MGM Resorts is the latest victim of a cyberattack occurring on September 10th, which has set back the gambling and leisure giant substantially, both in terms of business function and income. MGM is not alone. Household names such as Amazon, Facebook, Alibaba, Marriott, and many others have been victimized, as have governments around the world.
It goes without saying that companies are frantically scrambling to respond to cyber threats. Established businesses of all sizes, from large publicly-traded giants to “Main Street” private entities, are educating workers on safety and establishing best practices to avoid scams and hacking. Many enterprises have implemented multi-factor authentication and other protections and trained their workforces on personal work habits to reduce risk. We would presume that a sophisticated company, such as MGM, dealing with a high volume of daily financial transactions from casinos to resorts, would have the latest software protections and practices designed to deter fraud, yet the attacks continue. In the end, everyone is at risk from sophisticated cyber criminals and, unfortunately, the costs of protection will steadily increase as fraudsters use ever more sophisticated tools.
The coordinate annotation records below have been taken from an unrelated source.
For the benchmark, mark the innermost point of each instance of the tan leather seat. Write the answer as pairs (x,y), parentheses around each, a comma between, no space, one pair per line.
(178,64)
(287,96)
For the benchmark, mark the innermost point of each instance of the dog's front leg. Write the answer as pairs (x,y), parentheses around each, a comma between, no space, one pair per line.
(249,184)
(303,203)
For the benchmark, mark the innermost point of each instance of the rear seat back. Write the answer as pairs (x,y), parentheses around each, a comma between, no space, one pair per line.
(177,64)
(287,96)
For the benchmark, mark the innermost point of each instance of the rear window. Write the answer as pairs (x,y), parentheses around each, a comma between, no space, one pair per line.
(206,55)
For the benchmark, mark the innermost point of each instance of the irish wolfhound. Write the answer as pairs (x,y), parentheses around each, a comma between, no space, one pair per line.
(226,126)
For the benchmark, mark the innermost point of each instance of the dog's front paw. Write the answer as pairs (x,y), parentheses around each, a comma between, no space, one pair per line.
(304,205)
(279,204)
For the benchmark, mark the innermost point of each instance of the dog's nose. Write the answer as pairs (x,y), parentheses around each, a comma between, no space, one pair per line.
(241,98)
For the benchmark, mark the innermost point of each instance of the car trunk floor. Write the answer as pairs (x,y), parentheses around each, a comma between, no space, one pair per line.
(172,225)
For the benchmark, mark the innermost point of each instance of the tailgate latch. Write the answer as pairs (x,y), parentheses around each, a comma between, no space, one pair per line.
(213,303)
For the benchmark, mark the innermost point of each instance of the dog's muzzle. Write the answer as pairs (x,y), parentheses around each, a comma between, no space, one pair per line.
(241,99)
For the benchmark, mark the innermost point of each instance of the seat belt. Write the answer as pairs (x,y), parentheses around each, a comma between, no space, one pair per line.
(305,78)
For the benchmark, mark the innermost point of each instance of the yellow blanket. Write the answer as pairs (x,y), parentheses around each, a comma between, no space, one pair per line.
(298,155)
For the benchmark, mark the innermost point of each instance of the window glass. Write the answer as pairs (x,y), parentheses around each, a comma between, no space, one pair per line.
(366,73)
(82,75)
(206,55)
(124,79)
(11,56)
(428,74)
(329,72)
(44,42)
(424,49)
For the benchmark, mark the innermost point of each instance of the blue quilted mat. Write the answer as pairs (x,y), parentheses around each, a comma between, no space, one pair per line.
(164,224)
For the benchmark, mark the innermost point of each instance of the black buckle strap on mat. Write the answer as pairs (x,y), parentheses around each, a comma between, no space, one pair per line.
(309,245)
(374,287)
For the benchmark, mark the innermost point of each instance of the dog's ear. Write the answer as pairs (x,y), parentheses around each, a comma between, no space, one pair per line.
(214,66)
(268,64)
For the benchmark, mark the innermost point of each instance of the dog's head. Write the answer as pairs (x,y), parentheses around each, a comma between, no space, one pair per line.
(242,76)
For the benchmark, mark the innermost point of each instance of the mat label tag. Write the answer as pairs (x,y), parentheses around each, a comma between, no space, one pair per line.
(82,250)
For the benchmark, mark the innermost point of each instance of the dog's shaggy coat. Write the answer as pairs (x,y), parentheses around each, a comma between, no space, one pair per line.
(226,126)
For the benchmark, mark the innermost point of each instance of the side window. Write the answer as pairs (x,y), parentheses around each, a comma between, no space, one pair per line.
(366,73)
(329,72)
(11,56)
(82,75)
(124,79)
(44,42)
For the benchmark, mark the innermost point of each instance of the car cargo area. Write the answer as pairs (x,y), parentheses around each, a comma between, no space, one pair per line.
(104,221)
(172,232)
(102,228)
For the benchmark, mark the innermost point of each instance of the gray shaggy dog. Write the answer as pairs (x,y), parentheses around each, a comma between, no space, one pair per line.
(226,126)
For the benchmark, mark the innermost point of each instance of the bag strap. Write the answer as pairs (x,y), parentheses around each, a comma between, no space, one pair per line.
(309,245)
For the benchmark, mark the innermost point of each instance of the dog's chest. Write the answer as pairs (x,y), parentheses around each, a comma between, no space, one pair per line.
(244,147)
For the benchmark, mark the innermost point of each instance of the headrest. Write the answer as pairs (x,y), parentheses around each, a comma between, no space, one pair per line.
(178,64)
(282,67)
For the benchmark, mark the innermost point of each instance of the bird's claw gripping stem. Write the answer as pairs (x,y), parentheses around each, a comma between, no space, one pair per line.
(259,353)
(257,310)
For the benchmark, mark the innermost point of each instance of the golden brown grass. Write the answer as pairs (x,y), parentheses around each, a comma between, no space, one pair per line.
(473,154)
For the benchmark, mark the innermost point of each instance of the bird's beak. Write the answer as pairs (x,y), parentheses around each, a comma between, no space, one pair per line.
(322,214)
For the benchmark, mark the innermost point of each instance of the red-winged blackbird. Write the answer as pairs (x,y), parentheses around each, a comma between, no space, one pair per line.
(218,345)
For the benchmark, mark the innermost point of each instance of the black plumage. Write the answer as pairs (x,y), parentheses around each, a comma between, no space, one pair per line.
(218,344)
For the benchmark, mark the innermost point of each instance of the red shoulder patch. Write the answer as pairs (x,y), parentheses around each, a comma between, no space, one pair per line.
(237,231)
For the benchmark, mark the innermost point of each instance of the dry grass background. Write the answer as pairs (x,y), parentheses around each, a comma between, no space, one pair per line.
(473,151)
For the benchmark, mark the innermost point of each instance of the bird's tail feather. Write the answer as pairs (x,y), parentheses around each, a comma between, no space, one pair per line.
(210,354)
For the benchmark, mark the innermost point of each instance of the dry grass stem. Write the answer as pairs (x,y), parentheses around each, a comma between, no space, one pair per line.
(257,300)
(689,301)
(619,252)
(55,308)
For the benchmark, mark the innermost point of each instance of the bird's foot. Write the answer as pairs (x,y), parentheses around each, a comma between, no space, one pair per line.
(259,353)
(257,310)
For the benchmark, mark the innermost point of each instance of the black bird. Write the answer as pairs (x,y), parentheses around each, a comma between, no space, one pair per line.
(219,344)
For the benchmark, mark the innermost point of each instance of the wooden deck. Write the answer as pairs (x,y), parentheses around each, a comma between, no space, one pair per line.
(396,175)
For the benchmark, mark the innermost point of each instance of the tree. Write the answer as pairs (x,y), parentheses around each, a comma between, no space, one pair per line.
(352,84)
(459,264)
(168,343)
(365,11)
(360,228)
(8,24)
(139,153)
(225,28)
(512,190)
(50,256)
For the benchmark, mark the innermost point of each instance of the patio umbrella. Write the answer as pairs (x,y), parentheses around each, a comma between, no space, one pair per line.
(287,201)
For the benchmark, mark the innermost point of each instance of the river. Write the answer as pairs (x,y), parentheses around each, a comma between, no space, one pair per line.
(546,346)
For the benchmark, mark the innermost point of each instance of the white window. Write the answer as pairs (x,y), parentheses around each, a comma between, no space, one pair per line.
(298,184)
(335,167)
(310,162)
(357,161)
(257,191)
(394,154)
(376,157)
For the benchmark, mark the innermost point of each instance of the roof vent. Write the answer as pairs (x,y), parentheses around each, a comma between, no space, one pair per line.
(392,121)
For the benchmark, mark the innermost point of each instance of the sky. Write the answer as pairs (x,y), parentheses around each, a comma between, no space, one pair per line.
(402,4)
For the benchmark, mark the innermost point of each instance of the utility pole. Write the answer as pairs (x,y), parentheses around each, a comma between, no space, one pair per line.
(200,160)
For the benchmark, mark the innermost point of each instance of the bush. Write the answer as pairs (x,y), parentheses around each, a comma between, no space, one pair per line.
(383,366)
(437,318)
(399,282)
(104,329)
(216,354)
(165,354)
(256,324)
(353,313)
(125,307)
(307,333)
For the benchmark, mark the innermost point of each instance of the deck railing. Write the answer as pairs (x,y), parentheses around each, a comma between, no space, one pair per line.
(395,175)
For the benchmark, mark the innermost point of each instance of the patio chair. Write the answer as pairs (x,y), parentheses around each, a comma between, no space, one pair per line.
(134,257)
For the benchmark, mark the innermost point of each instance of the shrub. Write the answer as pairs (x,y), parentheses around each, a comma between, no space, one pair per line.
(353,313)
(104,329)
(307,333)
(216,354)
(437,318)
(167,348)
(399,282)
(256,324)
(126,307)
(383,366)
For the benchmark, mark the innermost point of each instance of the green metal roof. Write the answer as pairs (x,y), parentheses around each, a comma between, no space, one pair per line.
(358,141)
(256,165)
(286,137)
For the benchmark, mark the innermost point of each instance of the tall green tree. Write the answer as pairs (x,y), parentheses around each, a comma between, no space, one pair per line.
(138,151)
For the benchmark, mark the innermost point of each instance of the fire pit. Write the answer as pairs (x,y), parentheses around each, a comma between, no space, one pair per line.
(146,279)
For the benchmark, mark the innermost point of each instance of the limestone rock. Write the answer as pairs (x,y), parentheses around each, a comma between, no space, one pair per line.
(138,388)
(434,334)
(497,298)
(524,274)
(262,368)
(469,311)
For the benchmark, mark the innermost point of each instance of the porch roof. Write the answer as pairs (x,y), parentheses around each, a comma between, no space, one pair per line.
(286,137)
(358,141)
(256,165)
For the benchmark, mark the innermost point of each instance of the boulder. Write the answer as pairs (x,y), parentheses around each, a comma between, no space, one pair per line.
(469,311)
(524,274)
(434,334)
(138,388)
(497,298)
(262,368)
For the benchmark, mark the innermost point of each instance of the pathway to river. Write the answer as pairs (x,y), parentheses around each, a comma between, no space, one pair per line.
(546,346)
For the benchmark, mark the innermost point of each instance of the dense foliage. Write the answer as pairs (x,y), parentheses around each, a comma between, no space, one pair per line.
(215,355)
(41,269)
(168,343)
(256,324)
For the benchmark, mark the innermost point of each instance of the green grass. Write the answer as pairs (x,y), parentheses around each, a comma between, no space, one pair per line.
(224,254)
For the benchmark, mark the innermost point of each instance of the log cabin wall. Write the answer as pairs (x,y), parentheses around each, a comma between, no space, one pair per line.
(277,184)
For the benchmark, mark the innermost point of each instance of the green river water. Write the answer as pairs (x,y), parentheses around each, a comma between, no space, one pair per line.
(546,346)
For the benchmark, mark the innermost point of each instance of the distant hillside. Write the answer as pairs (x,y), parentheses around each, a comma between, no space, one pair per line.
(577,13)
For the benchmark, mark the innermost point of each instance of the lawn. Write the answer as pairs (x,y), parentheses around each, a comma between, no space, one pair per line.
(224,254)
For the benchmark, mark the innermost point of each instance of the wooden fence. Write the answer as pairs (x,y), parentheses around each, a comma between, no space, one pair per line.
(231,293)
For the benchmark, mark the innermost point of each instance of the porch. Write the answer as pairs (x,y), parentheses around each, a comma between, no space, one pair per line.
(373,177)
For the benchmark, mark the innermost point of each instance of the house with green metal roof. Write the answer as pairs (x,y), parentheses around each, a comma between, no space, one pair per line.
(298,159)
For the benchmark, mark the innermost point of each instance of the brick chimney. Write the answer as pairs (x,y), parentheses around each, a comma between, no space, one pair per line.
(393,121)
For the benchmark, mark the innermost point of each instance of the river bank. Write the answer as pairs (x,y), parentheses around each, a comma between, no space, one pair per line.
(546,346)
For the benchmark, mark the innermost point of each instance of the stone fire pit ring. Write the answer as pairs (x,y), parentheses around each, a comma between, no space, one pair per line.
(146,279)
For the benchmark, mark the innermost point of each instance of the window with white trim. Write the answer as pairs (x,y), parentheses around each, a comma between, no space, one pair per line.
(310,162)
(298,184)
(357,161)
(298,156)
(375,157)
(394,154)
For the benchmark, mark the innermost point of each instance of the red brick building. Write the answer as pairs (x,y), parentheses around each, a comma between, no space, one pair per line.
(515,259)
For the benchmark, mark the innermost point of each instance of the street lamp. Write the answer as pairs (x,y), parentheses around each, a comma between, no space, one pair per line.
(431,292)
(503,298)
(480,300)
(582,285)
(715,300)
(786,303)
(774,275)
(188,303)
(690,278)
Which brings us to the question of how this crime might impact corporate governance. Officers and directors of corporations (and, in many states, equivalent managers of limited liability companies and other entities) owe certain “fiduciary duties” to the entity and its owners, usually denoted as the duty of loyalty, duty of care and duty of obedience. It may not always be obvious, but the duty of care may come into question after a cyberattack. Plainly put, the duty of care is the level of care that an ordinarily prudent person would exercise in a similar position and under similar circumstances (i.e., a “reasonable director” or “reasonable officer”). Directors and officers are expected to demonstrate a duty of due care by making prudent and informed decisions in management of a business’s assets, including protecting against cybercrimes. The question naturally arises: did the directors and officers of a cyberattack victim exercise their duty of care in working to prevent such an attack?
To make any sort of prudent and informed decision and satisfy their duty of care, directors and officers cannot ignore their obligation to understand the risk that cyberattacks pose and the steps necessary to prevent and mitigate the effects of such threats. Does this mean our business leaders need to become cyber experts and IT gurus? No, but it does mean that they must be informed of the “clear and present danger” of cyberattacks and how to lessen their impacts. In addition to economic loss, following a cyberattack the risk of a lawsuit against senior management by irate shareholders for breach of fiduciary duty is very real.
Directors and officers should consider the following:
- Review current Director & Officer (D&O) Insurance policies, particularly the exclusions, to ensure their coverage for breach of fiduciary duty claims following cyberattacks. Ensure you have cyber coverage.
- Ensure that IT and corporate security professionals are both competent and provided with the proper resources and adequate budgets to ensure protective products and practices are deployed.
- Work to understand risk (at a high level) and encourage the use of cutting-edge technology and best practices to avoid security breaches.
- Set the tone on data security as company leaders. If the boss doesn’t change their password on time, why should anyone else?
In the end, the goal is to be able to show that, as directors and officers, you have exercised ordinary prudence in seeking to protect against cybercrime. Unfortunately, in this day and age, that will mean eternal vigilance against sophisticated and highly-organized criminal elements and unfriendly governments as well as angry shareholders.